Greatest product from a sum

The sum of n positive integers is 19. What is the maximum possible product of these n numbers?

Can you also please explain why this is so?
July 24th 2007, 11:30 PM
CaptainBlack

Quote:

Originally Posted by DivideBy0

The sum of n positive integers is 19. What is the maximum possible product of these n numbers?

Can you also please explain why this is so?

Well as nobody else has answered this I will tell you what I know though its not a complete solution.

The arithmetic-geomentric mean inequality tells us that if there are $N$ numbers involved, and that these are $n_i,\ i=1, .. N$ , then:

$ \left[ \frac{19}{N} \right]^N \ge \prod_1^N n_i $

Regarding the lefthand side of this inequality as a function of N this has a maximum $\approx 1085.4$ when $N=7$ . So we have that the maximum posible value of the product of an integer partition of $19$ is less than or equal $1085$ .

The partition $3,3,3,3,3,2,2$ has product $972$ and I would not be supprised if this were the maximum, but have not done enough to convince even myself that this is the case.

RonL
July 25th 2007, 02:06 AM
CaptainBlack

Quote:

Originally Posted by CaptainBlack

Well as nobody else has answered this I will tell you what I know though its not a complete solution.

The arithmetic-geomentric mean inequality tells us that if there are $N$ numbers involved, and that these are $n_i,\ i=1, .. N$ , then:

$ \left[ \frac{19}{N} \right]^N \ge \prod_1^N n_i $

Regarding the lefthand side of this inequality as a function of N this has a maximum $\approx 1085.4$ when $N=7$ . So we have that the maximum posible value of the product of an integer partition of $19$ is less than or equal $1085$ .

The partition $3,3,3,3,3,2,2$ has product $972$ and I would not be supprised if this were the maximum, but have not done enough to convince even myself that this is the case.

RonL

Now as

$ \left[ \frac{19}{9} \right]^9 \approx 832.9 $

and

$ \left[ \frac{19}{5} \right]^5 \approx 792.4 $

The above example of a 7-partition with a product of $972$ shows that the partition that gives the maximum product must be a 6, 7 or 8-partition.

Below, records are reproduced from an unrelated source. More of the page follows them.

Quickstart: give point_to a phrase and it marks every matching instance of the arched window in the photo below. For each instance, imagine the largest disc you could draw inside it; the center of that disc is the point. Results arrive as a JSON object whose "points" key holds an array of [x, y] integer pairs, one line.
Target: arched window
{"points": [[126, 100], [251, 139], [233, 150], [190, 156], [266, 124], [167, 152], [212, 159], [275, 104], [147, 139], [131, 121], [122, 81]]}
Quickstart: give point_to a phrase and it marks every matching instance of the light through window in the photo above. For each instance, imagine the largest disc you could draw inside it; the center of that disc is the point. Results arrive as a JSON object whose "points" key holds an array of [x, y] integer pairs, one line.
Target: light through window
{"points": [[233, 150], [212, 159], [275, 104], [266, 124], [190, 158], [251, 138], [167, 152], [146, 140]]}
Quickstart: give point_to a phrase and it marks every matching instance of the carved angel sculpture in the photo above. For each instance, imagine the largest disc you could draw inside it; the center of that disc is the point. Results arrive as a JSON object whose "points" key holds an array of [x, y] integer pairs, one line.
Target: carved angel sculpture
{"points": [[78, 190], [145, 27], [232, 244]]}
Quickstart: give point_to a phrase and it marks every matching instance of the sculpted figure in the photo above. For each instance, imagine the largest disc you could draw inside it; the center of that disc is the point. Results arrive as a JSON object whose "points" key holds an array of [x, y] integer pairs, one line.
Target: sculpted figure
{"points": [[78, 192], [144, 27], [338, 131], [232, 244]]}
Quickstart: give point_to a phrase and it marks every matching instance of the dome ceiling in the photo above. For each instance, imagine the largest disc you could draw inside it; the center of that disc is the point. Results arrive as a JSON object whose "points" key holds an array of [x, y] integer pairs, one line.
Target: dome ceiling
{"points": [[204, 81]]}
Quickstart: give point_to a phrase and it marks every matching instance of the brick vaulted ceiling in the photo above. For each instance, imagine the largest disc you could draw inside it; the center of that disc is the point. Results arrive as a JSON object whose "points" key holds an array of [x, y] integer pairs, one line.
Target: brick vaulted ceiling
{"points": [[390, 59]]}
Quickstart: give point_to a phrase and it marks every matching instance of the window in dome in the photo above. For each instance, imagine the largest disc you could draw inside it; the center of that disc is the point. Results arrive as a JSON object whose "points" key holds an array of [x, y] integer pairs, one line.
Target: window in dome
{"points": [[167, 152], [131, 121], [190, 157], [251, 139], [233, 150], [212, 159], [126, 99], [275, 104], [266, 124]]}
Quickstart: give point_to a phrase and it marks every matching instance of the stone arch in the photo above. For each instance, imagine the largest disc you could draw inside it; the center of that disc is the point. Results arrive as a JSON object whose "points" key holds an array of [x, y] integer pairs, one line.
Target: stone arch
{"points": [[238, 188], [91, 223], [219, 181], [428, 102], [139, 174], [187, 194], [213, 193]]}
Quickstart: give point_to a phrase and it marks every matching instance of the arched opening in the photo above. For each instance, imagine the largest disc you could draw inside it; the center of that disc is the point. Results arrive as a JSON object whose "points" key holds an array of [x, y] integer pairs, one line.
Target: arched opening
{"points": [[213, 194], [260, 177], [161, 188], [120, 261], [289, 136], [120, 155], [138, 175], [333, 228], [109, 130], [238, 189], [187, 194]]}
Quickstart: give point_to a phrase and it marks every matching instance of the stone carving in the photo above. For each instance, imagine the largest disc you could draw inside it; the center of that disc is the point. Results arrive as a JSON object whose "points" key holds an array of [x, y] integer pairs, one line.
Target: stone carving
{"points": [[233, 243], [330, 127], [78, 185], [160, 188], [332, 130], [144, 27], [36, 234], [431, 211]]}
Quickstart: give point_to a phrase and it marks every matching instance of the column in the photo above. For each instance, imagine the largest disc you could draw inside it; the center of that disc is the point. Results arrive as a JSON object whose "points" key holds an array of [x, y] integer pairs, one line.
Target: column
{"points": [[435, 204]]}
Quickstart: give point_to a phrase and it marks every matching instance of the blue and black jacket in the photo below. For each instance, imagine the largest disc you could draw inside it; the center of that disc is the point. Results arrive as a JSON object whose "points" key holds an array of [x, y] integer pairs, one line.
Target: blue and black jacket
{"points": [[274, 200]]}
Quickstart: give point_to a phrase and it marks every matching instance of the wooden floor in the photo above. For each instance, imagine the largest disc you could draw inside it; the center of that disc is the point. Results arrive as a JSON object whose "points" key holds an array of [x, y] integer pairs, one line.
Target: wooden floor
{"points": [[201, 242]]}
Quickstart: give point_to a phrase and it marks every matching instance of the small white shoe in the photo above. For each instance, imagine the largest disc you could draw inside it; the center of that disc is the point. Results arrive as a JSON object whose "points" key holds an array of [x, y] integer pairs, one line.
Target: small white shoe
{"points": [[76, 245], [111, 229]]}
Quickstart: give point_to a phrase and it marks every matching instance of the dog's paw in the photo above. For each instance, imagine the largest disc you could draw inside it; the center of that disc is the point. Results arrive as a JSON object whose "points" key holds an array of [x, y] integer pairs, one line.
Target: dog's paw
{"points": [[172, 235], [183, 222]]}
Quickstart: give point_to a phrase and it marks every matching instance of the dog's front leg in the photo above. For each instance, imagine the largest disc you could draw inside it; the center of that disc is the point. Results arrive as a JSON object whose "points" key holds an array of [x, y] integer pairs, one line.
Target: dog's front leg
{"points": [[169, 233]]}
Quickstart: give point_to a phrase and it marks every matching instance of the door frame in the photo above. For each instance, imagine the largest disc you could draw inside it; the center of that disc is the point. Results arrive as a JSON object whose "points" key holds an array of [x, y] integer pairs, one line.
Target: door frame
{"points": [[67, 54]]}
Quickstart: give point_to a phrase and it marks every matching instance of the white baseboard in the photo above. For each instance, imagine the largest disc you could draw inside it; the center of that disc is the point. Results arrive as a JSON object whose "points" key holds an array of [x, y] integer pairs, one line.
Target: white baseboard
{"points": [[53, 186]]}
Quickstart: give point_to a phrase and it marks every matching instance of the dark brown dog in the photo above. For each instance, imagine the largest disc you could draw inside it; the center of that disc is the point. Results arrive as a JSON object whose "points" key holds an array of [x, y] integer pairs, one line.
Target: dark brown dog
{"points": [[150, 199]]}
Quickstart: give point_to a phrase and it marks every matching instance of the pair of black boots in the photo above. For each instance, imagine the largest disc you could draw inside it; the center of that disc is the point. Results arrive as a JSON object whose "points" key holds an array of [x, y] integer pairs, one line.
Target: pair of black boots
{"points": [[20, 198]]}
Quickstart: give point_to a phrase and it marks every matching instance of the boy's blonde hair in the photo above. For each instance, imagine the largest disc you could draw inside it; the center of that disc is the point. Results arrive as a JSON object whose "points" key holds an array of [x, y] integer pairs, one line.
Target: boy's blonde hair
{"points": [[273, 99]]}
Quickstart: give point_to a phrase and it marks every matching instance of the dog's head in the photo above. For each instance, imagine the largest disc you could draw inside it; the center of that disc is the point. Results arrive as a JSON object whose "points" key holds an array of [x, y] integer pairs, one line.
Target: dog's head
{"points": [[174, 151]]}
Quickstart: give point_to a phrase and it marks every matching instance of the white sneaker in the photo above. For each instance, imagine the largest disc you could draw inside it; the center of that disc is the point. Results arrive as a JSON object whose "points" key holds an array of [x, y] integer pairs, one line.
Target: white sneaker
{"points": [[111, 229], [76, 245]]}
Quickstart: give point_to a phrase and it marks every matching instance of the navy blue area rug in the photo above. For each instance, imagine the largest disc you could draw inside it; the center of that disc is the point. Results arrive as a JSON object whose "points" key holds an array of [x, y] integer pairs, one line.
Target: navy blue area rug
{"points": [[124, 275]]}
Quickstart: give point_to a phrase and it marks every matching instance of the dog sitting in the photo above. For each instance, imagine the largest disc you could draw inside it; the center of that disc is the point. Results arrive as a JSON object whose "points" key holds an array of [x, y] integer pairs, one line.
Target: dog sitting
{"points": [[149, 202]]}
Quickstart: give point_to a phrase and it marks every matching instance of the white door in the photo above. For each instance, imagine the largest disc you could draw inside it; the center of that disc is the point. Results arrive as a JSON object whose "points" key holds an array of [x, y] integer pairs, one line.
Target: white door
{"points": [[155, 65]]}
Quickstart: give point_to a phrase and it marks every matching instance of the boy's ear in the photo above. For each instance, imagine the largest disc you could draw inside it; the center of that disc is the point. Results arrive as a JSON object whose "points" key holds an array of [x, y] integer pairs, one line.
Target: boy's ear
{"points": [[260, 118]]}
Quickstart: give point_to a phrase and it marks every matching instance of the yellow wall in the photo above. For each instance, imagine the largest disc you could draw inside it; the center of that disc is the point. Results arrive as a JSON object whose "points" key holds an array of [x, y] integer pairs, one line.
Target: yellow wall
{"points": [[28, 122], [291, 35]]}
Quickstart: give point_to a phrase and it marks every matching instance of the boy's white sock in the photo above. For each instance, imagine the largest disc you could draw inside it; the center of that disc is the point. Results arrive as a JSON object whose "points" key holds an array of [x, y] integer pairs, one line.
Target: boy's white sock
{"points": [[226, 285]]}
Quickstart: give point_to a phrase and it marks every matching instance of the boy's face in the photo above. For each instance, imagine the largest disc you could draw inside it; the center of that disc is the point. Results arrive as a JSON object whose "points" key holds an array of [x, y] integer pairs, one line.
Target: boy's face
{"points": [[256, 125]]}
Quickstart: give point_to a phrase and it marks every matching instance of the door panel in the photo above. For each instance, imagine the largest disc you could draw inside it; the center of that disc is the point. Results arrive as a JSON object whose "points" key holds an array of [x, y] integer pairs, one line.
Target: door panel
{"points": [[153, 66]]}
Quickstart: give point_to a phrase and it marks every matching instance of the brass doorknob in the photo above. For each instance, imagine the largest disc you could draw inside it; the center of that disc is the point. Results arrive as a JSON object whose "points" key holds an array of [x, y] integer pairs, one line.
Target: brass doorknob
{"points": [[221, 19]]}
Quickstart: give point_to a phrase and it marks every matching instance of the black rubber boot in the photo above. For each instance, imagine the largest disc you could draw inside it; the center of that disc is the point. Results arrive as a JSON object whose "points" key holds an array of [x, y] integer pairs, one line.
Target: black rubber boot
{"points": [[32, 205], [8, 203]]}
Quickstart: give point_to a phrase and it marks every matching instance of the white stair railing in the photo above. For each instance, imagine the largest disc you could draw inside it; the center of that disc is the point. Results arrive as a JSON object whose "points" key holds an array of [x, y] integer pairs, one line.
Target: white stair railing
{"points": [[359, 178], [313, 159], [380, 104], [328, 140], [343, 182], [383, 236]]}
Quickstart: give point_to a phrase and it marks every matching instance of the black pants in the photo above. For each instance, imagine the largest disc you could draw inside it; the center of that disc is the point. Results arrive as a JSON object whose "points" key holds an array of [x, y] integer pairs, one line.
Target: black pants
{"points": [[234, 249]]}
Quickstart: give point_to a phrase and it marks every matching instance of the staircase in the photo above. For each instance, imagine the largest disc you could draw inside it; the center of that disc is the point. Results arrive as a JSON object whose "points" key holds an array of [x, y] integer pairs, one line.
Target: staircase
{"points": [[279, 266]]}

(Exhaustive search shows that $972$ is indeed the maximum product and it can be achived with either a 6 or a 7-partition.

RonL
July 25th 2007, 03:25 AM
CaptainBlack

Quote:

Originally Posted by CaptainBlack

The partition $3,3,3,3,3,2,2$ has product $972$ and I would not be supprised if this were the maximum, but have not done enough to convince even myself that this is the case.

The reason for guessing that this partition is a good candidate for the maximum product is that the arithmetic-geometric mean inequality is an equality when all the numbers are equal. We cant achive that in this case as 19 is prime, but we can look at partitions where the elements are as near equal as possible, and that is what I did here.

The 6-partition of 19 which achives the maximum product can also be found im this way.

RonL
July 27th 2007, 10:38 AM
ray_sitf

What about [19/(19/e)] to the power of (19/e)?

This gives 1085.405992...

I know the OP wanted integers, but this suggests the following procedure.

If the number leaves a remainder of 2 when divided by three, then the max. answer is 3*3*3*...*2.
If the number leaves a remainder of 1 when divided by three, then the max. answer is 3*3*3*...*2*2.
If there is no remainder on division by three, then it's 3*3*3*...*3.

E.g. for 23 it's 3^7 * 2, and for 25 it's 3^7 * 2 * 2
July 27th 2007, 10:52 AM
CaptainBlack

Quote:

Originally Posted by ray_sitf

What about [19/(19/e)] to the power of (19/e)?

This gives 1085.405992...

I know the OP wanted integers, but this suggests the following procedure.

I know what you are talking about, but I doubt many others will

RonL
July 27th 2007, 11:09 AM
CaptainBlack

Quote:

Originally Posted by ray_sitf

I know the OP wanted integers, but this suggests the following procedure.

If the number leaves a remainder of 2 when divided by three, then the max. answer is 3*3*3*...*2.
If the number leaves a remainder of 1 when divided by three, then the max. answer is 3*3*3*...*2*2.
If there is no remainder on division by three, then it's 3*3*3*...*3.

E.g. for 23 it's 3^7 * 2, and for 25 it's 3^7 * 2 * 2

Very likely, but you will need to prove it.

RonL
July 27th 2007, 11:59 PM
DivideBy0

You're correct Captainblack, the answer is 972.
I had a hard time understanding the inequality, but I guess as long as I take it for granted I should be fine.

Also, is it an actual fact that 3 is the best integer and $e$ is the best number to use for something like this?
July 28th 2007, 06:14 AM
CaptainBlack

Quote:

Originally Posted by DivideBy0

You're correct Captainblack, the answer is 972.
I had a hard time understanding the inequality, but I guess as long as I take it for granted I should be fine.

Also, is it an actual fact that 3 is the best integer and $e$ is the best number to use for something like this?

The logic says that the nearest integer to N/e is a good choice for the
number of terms in the sum and product, and that lots of 3's and a few 2's
will get you close to the maximum for the product, but its not definitive.
For instance you can get as large a product with 6 terms and with 7 when
the sum is 19.

RonL